In "unserer" Kategorie gingen Souveränität und Unabhängigkeit durch internen Extremismus verloren, der sich sowohl nach innen als auch nach außen manifestierte. In der Geschichte gibt es vier einzigartige Beispiele: Sparta 371 v. Chr., Nazideutschland 1945, das kaiserliche Japan 1945 und die beiden jüdischen Königreiche: Israel im Jahr 586 v. Chr. und Judäa nach dem großen Aufstand gegen Rom im Jahr 66 v. Chr., der vier Jahre später mit der Zerstörung Jerusalems endete, mit einem späteren Ausbruch im Bar-Kochba-Aufstand zwischen 132 und 135.

Der politische Zionismus hatte nicht nur deshalb Erfolg, weil er eine gerechte Sache war, sondern weil er von Anfang an praktisch, realistisch und umsichtig war.

Die Briten entrissen Palästina 1917 dem Osmanischen Reich, und 1923 wurde vom Völkerbund offiziell ein britisches Mandat eingerichtet. Grundlage dafür waren die Friedensabkommen nach dem Ersten Weltkrieg und das englisch-französische Sykes-Picot-Abkommen von 1916, mit dem der Nahe Osten grob zwischen den beiden Kolonialmächten aufgeteilt wurde.

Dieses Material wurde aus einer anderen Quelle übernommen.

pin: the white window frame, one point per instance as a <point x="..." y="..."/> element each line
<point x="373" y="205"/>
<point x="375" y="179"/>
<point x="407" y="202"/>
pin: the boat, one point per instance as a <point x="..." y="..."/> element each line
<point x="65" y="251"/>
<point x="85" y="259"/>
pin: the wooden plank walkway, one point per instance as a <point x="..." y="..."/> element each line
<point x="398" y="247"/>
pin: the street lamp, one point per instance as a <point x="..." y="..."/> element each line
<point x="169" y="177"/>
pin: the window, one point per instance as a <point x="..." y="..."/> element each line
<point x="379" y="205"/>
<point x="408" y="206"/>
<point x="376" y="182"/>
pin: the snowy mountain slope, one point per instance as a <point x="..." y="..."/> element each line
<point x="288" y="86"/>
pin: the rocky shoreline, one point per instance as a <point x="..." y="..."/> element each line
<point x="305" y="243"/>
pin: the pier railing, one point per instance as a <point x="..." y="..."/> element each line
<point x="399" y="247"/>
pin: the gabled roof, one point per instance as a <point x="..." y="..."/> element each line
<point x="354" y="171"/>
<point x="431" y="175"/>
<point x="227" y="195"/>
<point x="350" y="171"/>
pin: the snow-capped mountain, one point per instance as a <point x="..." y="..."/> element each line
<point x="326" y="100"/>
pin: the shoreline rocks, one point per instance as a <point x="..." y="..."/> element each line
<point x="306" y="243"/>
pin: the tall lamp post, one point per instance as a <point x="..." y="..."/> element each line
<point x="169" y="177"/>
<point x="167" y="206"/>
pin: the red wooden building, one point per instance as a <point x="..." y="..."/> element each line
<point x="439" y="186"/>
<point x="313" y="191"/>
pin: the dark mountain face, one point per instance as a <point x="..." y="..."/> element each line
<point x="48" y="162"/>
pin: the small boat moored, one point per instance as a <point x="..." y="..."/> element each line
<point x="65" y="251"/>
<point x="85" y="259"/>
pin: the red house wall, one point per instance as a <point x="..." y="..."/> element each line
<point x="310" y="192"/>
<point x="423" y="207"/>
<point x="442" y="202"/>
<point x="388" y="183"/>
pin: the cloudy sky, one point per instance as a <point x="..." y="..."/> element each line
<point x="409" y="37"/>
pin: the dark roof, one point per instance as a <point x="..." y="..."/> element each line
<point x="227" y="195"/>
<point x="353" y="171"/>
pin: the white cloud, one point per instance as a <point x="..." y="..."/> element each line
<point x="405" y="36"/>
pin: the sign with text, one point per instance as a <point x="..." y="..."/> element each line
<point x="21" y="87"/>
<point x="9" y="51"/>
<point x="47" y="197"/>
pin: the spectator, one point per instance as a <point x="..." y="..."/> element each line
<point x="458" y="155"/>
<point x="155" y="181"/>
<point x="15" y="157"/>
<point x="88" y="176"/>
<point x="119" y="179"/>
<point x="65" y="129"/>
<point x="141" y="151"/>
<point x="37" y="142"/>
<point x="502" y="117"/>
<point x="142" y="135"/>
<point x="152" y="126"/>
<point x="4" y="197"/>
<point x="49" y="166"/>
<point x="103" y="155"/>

Das Mandat bekräftigte die Balfour-Erklärung von 1917 über ein "jüdisches Heimatland". Nach einem arabischen Aufstand in den Jahren 1936-1939, dem Zweiten Weltkrieg, dem Holocaust und den verstärkten Bemühungen der zionistischen Führung setzten die Vereinten Nationen das UNSCOP (United Nations Special Committee on Palestine) ein, das am 3. September 1947 seinen Abschlussbericht vorlegte.

Die politischen Führer des Jischuw, des vor der Unabhängigkeit gegründeten Quasi-Staates Israel, akzeptierten den Plan, auch wenn er sicherlich hinter ihren Erwartungen zurückblieb.

Nicht alle akzeptierten ihn. Rechtsgerichtete revisionistische Zionisten behaupteten, dass der Plan "das Palästina-Problem nicht lösen wird!" - lautete die Schlagzeile einer Anzeige in der New York Times am 12. September 1947.

Sie hatten Recht. Er löste "das Palästina-Problem" nicht, aber wenn ihr Ansatz Erfolg gehabt hätte, hätte es keinen Staat Israel gegeben. Einer der Unterzeichner der Anzeige war der Geschäftsführer der United Zionists-Revisionists of America, ein Herr namens Benzion Netanyahu.

Glücklicherweise scheiterte der Alles-oder-Nichts-Ansatz. Die Frage ist, ob sein Sohn versucht, den Teilungsplan rückgängig zu machen und damit die jüdische Souveränität zum dritten Mal gefährdet.